Sono passati dieci anni. Non ne siamo ancora usciti e c’è perfino il rischio che ne arrivi un’altra, ancora peggiore. La crisi economica partì nell’estate del 2007 dagli Stati Uniti. In quei giorni scoprimmo espressioni finanziarie fin lì sconosciute: «mutui subprime» e «hedge fund».

L’immagine simbolo della crisi è però legata a degli scatoloni. Il 15 settembre 2008 la Lehman Brothers, una delle banche d’affari più grandi del mondo, annunciò di avere debiti per la spaventosa cifra di 613 miliardi di dollari. Dichiarò fallimento e licenziò immediatamente tutti i dipendenti che uscirono ordinatamente dalla sede – un grattacielo di New York- con gli scatoloni pieni dei effetti personali.

Nel giro di un anno la crisi attraversò gli oceani: colpì l’Europa e il Giappone, mentre Cina e Russia rimasero in piedi.

All’origine ci fu una bolla speculativa: agli americani era concesso comprarsi casa o qualsiasi cosa senza chiedere in cambio garanzie.

Società finanziarie dichiaravano fatturati e attivi monstre figli semplicemente del fatto che prestavano soldi che non avrebbero mai avuto indietro. Le famiglie si indebitavano a dismisura perché c’era chi glielo consentiva e ci lucrava sopra. Poi la bolla scoppiò e a rimetterci furono i dipendenti di Lehman Brothers e il milione di famiglie americane che si videro sequestrare la casa quando il rubinetto del credito fu repentinamente chiuso. Il panico attraversò la finanza senza regole di Wall Street.

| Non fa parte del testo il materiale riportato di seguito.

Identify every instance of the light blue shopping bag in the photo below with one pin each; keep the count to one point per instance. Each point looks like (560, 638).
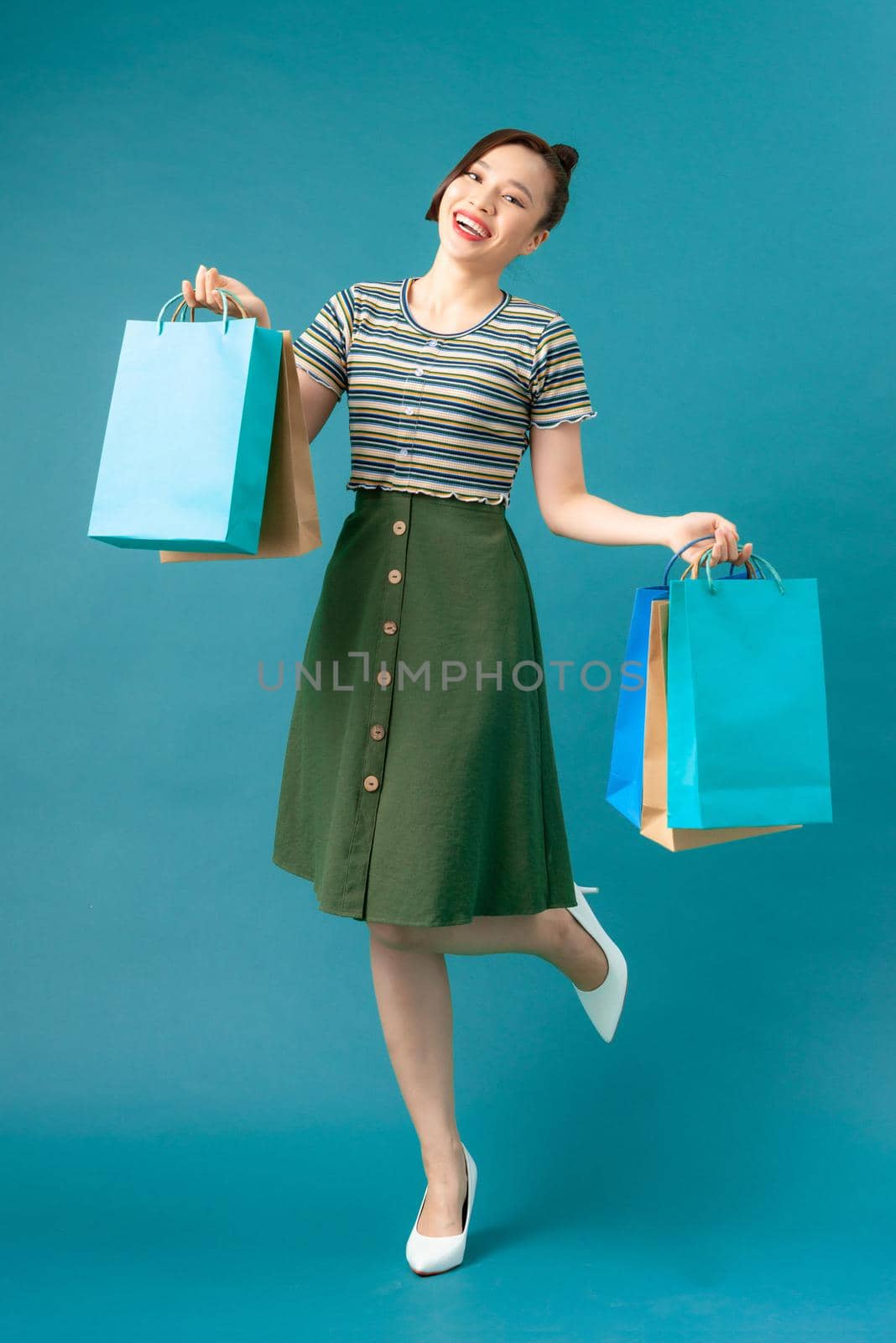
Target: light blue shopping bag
(625, 783)
(188, 438)
(746, 704)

Qualche giorno fa Yanis Varoufakis ha paragonato il 2007 del capitalismo al 1989 del comunismo reale. La differenza però è che il capitalismo è sopravvissuto. E incredibilmente oggi alcuni economisti sostengono che negli Stati Uniti e in parte di Inghilterra ci troviamo in una situazione molto simile: il debito privato nei consumi è alle stelle e nessuno sta controllando. Come nel 2007.